KALAMAZOO–The medical device and technology manufacturer Stryker Corp. (NYSE: SYK announced that its Pangea Systems bone implant plates, including Femur, Fibula, Tibia, Humerus and Utility, have received 510k clearance from the U.S. Food & Drug Administration.
“FDA clearance is a critical milestone for our Pangea Systems,” said Eric Tamweber, Vice President and General Manager, Stryker’s Trauma business unit. “With these new systems, we are now offering surgeons a comprehensive portfolio that supports a wide range of their trauma needs.”
Designed by the collaborative efforts of world-renowned orthopaedic surgeons, the Pangea plates offer an evidence-based design for implant fit. The system was designed to enhance plate fit and screw placement while elevating the plating market through anatomically contoured implants in patient populations with a wide variety of fracture patterns.
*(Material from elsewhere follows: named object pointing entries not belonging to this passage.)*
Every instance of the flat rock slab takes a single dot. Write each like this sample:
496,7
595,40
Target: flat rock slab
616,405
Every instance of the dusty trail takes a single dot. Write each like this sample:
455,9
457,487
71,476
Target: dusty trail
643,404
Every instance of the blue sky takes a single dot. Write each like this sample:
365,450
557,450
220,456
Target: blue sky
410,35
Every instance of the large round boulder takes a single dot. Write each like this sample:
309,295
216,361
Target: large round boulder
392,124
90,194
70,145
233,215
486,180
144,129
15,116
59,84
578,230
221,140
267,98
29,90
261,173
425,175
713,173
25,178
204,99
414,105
The intuitive and streamlined instrumentation and implant trays will include 20 anatomic plates and 13 utility plates all accessible in one platform.
The Pangea Systems will be featured at the Annual Orthopaedic Trauma Association meeting (booth #505) in Seattle on Oct. 18-21. Attendees will have the opportunity to learn more about the portfolio and speak with product experts.
Stryker is one of the world’s leading medical technology companies and, together with its customers, is driven to make healthcare better. The company offers innovative products and services in Medical and Surgical, Neurotechnology, Orthopaedics and Spine that help improve patient and healthcare outcomes. Alongside its customers around the world, Stryker impacts more than 130 million patients annually. More information is available at www.stryker.com.